Sorry but I still think it is without من because it fits the second sunnati: النكاح *سنتي* فمن رغب عن *سنتي* فليس مني . We say so in Iran. with من I think we should have sunna in plural: min sunani (i.e. marriage is of my traditions). Anyway, since it's off-toipc it's better not to pay to it more.


----------



## elroy

As a Palestinian Christian, I'll explain which MSA words are used by Christians and how, as well as the colloquial Palestinian words:

In MSA, Christians use زواج ("marriage") and عرس ("wedding").  عرس is the translation used in the Bible for the wedding in Cana (John 2:1 - وفي اليوم الثالث كان عرس في قانا الجليل وكانت أم يسوع هناك).  We do not use زفاف or قران; these are used only by Moslems.  As for نكاح, I'm pretty sure we would only use it with a sexual meaning.  As Cherine said, we also use إكليل; this refers to the official ceremony in the church.  Wedding invitations frequently start with the saying بالمجد والكرامة كللهما; the verb كلل (_kallala_) being used here to mean "to marry" (transitively). 
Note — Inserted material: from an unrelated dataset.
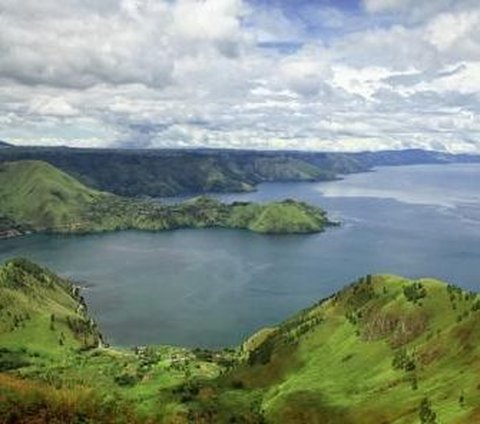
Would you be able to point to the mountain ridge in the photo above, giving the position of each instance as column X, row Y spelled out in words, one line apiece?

In Palestinian Arabic, we say جيزة (_jiize_) for "marriage" and عرس (_3uros_) for "wedding."  For Christian weddings, we use إكليل (_ikliil_), just as in MSA, to refer to the church ceremony.  For Moslem weddigns, عقد القران is colloquially referred to as كتب الكتاب (_kateb liktaab_).  Christian weddings are traditionally followed by a سهرة (_sahra_), a reception that lasts well into the night; in the Galilee it is also called أولام (_ulaam_), a borrowing from Hebrew which means "hall" in Hebrew (because you usually rent a hall to have these receptions in).


----------



## cherine

Thanks for the reminder  


elroy said:


> In Palestinian Arabic, we say جيزة (_jiize_) for "marriage"


I think this is another inversion (like gawaaz in Egypt instead of zawaaj) : jiize, if I'm not mistaken, is زيجة ziija which is another form of زواج 
Good wishes may say: زواج ميمون or زيجة مباركة 


> For Moslem weddigns, عقد القران is colloquially referred to as كتب الكتاب (_kateb liktaab_). Christian weddings are traditionally followed by a سهرة (_sahra_), a reception that lasts well into the night


Same in Egypt: we say كتب الكتاب slightly different pronounciation: katbel-ketaab

The reception following the Christian ceremony is called 7afla, and sometimes reception ريسبشن


----------



## WadiH

"Nika7" is used in the religious and legal context among Muslims.  For example, the marriage contract is called "3aqd nika7 عقد نكاح" and the person authorized to take the vows is sometimes called "ma2thun anki7a مأذون أنكحة".  The word only acquired a sexual connotation relatively recently through a misunderstanding of the meaning of the term.


----------



## clevermizo

Actually the term is used to refer to sexual relation in الف ليلة وليلة, so its use in this regard must be quite old (حكاية الملك شهريار وأخيه الملك شاه زمان):

بالله عليك أن تسامحينا من هذا الأمر فقال لهما بالله عليكما أن تنزلا وإلا نبهت عليكما العفريت فيقتلكما شر قتلة فخافا ونزلا إليها فقامت لهما وقالت ارصعا رصعاً عنيفاً وإلا أنبه عليكما العفريت فمن خوفهما قال الملك شهريار لأخيه الملك شاه زمان: يا أخي افعل ما أمرتك به فقال: لا أفعل حتى تفعل أنت قبلي وأخذا يتغامزان على نكاحها فقالت لهما ما أراكما تتغامزان فإن لم
تتقدما وتفعلا وإلا نبهت عليكما العفريت فمن خوفهما من الجني فعلا ما أمرتهما به​At least this is sexual if I'm not misunderstanding it. The whole passage is sexual in nature.


----------



## WadiH

Yes but Alf Layla w Layla was compiled about 500 years ago, and it's not exactly "high literature."


----------



## clevermizo

If it's a question of _usage_, then it shouldn't matter whether something is of "high" literature or not - it is simply documentation that there was this use 500 years ago. If we find something as evidence of a linguistic usage a long time ago, then it is still evidence and should not be invalidated by its sociolinguistic standing.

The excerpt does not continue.